# Flash games use up a lot of bandwidth?



## Black Panther (Dec 31, 2010)

Yesterday my daughter spent nearly all day playing online flash games on and off. I checked my internet usage, and found that I had used up 1.2GB  -- I guess it's safe to conclude that this was due to the games?


----------



## streetfighter 2 (Dec 31, 2010)

Up or down?

Flash does have a peer assist feature.  It could also be that the flash content is simply poorly programmed.  Flash isn't exactly the go to medium for experienced programmers.


----------



## animal007uk (Dec 31, 2010)

I've used up almost 300MB's before just from spending all day looking at websites so its safe to say flash games will use more due to having to download the info before you can play the game.

I can try a small test and post back in about an hour to see what sort of bandwidth it uses.
Easy to do to i rekon, Reset my router stats hit flash games and see how many MB's it racks up.
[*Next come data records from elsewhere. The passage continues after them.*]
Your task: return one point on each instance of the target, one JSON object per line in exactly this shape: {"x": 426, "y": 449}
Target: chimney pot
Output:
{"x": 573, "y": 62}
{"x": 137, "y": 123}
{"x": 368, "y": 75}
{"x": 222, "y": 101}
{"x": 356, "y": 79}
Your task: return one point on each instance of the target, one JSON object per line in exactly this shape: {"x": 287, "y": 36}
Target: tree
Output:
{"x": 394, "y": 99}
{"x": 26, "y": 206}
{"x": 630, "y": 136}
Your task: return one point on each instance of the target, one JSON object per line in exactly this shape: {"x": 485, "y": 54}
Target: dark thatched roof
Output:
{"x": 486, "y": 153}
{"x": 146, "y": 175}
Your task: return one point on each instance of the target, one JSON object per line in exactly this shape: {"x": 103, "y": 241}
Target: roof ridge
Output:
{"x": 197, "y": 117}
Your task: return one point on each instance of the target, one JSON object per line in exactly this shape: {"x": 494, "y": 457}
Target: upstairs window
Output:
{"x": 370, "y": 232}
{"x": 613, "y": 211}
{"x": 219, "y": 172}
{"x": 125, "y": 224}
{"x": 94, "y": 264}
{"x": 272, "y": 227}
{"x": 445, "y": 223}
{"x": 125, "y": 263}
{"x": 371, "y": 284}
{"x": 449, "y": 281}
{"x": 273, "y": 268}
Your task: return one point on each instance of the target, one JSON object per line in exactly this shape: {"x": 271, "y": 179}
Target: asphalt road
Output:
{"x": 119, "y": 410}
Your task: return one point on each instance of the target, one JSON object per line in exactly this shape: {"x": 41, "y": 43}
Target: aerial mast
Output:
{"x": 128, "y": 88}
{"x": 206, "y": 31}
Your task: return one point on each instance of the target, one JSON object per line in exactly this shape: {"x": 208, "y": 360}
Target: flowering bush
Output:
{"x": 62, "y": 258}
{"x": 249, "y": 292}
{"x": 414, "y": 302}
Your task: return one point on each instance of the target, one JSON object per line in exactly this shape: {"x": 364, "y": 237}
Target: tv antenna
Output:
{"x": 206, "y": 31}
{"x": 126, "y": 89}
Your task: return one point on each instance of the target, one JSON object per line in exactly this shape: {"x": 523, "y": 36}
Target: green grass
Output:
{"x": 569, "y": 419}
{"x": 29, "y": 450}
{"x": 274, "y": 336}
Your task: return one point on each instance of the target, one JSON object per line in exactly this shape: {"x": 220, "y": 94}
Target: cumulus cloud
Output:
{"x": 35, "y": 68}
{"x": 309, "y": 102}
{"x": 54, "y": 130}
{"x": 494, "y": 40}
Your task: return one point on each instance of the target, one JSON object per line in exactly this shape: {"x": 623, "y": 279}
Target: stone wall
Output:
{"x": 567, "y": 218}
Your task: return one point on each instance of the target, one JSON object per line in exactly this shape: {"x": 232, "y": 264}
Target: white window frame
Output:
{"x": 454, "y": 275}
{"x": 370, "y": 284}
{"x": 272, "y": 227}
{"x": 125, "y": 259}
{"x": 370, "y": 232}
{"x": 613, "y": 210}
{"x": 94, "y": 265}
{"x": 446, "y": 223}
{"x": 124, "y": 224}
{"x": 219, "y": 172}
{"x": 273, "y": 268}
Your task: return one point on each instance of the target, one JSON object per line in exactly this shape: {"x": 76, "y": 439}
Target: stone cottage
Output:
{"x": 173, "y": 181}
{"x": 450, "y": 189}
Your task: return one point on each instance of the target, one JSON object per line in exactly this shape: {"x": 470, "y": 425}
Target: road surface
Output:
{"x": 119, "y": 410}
Test started, Current bandwidth just from loading a few pages lol
Data Transferred (Sent/Received) [kB/MB]:	394.00 / 1.53 Update coming later.


----------



## Mussels (Dec 31, 2010)

flash content (games or videos) has to download, so yes heavy use could add up to a GB or so.


my advice is bandwidth meter pro, it can show the network traffic of the machine you install it on.
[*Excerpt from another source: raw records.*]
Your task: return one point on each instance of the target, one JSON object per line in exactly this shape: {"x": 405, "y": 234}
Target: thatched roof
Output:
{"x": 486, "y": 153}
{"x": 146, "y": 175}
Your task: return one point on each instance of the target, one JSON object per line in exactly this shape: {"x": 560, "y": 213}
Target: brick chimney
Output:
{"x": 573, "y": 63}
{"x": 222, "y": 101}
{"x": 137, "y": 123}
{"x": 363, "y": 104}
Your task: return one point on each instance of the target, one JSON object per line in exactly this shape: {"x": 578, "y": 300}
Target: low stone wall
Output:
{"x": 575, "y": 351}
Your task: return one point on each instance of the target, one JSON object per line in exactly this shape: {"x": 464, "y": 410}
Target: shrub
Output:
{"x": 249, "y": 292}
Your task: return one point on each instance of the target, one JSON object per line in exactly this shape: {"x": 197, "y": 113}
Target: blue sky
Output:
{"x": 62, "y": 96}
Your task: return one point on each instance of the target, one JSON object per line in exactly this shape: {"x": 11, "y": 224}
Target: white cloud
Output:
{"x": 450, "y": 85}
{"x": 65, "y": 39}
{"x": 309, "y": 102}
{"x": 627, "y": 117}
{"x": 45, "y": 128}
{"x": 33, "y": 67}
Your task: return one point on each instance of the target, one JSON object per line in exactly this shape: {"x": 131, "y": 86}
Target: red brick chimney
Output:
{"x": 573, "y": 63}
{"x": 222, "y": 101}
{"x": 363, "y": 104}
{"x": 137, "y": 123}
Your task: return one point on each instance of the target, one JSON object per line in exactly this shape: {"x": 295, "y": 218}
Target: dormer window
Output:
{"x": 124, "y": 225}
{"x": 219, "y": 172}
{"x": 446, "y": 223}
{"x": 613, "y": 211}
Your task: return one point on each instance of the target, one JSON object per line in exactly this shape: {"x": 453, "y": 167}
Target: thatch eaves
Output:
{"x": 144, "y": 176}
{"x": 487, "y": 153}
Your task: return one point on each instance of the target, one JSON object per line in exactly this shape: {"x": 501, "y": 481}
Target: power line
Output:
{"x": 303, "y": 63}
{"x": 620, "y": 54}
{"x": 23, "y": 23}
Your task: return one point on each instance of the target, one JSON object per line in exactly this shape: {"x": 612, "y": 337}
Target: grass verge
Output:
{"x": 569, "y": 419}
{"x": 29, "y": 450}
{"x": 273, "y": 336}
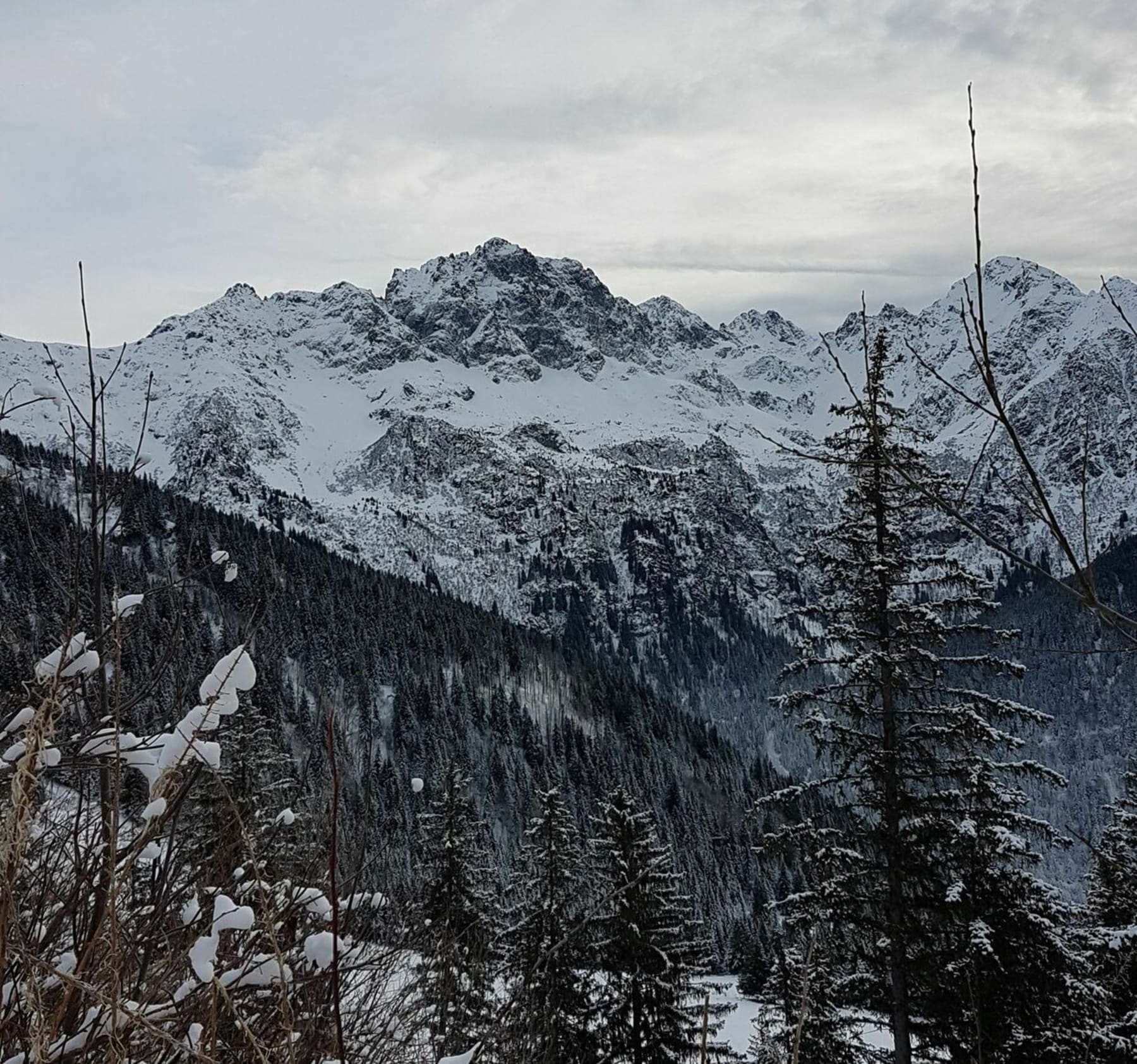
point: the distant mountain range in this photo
(510, 426)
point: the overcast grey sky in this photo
(727, 154)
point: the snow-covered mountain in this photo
(508, 425)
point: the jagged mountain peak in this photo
(493, 396)
(766, 328)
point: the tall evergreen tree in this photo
(457, 924)
(1112, 906)
(804, 1019)
(546, 946)
(927, 845)
(648, 947)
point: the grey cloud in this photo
(728, 152)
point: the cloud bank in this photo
(727, 154)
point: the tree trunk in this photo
(898, 980)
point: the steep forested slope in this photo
(412, 677)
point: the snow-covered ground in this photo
(738, 1025)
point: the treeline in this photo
(412, 679)
(922, 896)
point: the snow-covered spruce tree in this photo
(648, 948)
(546, 946)
(803, 1019)
(1112, 909)
(926, 847)
(456, 926)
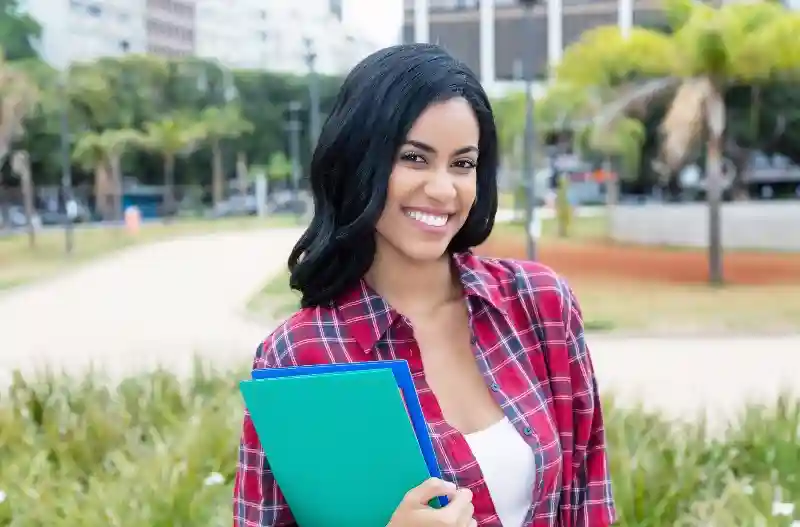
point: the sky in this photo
(377, 20)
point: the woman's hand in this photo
(414, 510)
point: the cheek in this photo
(467, 192)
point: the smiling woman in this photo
(404, 185)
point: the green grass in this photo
(159, 452)
(275, 301)
(20, 264)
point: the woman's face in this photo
(433, 184)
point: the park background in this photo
(121, 341)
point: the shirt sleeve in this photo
(257, 500)
(592, 502)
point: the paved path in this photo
(163, 303)
(683, 375)
(159, 303)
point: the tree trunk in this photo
(20, 164)
(241, 173)
(169, 185)
(715, 125)
(217, 173)
(116, 186)
(612, 196)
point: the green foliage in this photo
(162, 452)
(126, 93)
(279, 167)
(18, 31)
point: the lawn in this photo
(19, 264)
(158, 451)
(641, 290)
obviously any LAN transfers will screw up the results, but its a good way to see if its her using the bandwidth or not.


----------



## animal007uk (Dec 31, 2010)

Well after just a few mins here is the bandwidth used.
Data Transferred (Sent/Received) [kB/MB]:	920.00 / 9.34 < alomst 10MB's already.
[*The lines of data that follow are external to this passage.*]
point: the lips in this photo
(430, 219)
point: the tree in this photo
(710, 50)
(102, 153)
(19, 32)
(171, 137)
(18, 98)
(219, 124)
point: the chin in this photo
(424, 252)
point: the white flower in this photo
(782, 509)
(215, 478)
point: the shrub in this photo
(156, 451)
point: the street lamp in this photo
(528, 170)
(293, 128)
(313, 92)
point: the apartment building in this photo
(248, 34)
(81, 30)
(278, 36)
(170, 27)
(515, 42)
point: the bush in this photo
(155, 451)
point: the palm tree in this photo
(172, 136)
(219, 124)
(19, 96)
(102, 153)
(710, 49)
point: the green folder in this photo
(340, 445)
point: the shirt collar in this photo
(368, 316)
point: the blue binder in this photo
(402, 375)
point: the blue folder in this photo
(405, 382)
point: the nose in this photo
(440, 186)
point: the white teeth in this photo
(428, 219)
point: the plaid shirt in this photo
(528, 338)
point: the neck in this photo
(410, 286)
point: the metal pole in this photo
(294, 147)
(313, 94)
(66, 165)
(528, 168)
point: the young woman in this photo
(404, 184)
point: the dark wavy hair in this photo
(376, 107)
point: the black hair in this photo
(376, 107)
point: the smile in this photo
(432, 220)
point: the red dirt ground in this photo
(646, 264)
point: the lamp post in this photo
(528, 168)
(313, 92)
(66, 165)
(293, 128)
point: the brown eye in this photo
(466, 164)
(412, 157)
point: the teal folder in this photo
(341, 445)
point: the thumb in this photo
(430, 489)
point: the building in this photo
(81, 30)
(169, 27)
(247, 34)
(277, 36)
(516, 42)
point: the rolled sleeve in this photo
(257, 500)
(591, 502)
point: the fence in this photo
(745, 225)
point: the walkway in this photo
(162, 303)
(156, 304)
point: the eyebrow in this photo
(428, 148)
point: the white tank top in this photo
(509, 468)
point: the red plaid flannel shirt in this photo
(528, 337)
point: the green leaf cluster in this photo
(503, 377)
most of these flash games also have a video of some sort that stremes as the flash game loads so that will also rack up some bandwidth.

My test was done with no other devices connected to the pc or router and safe to say that if i carryed on for an hour i would probs hit 500+MB's


----------



## Disparia (Dec 31, 2010)

I just grabbed 100MB+ in two minutes. DownThemAll plugin


----------



## Swamp Monster (Dec 31, 2010)

animal007uk said:


> i've used up almost 300mb's before just from spending all day looking at websites so its safe to say flash games will use more due to having to download the info before you can play the game.



+1


----------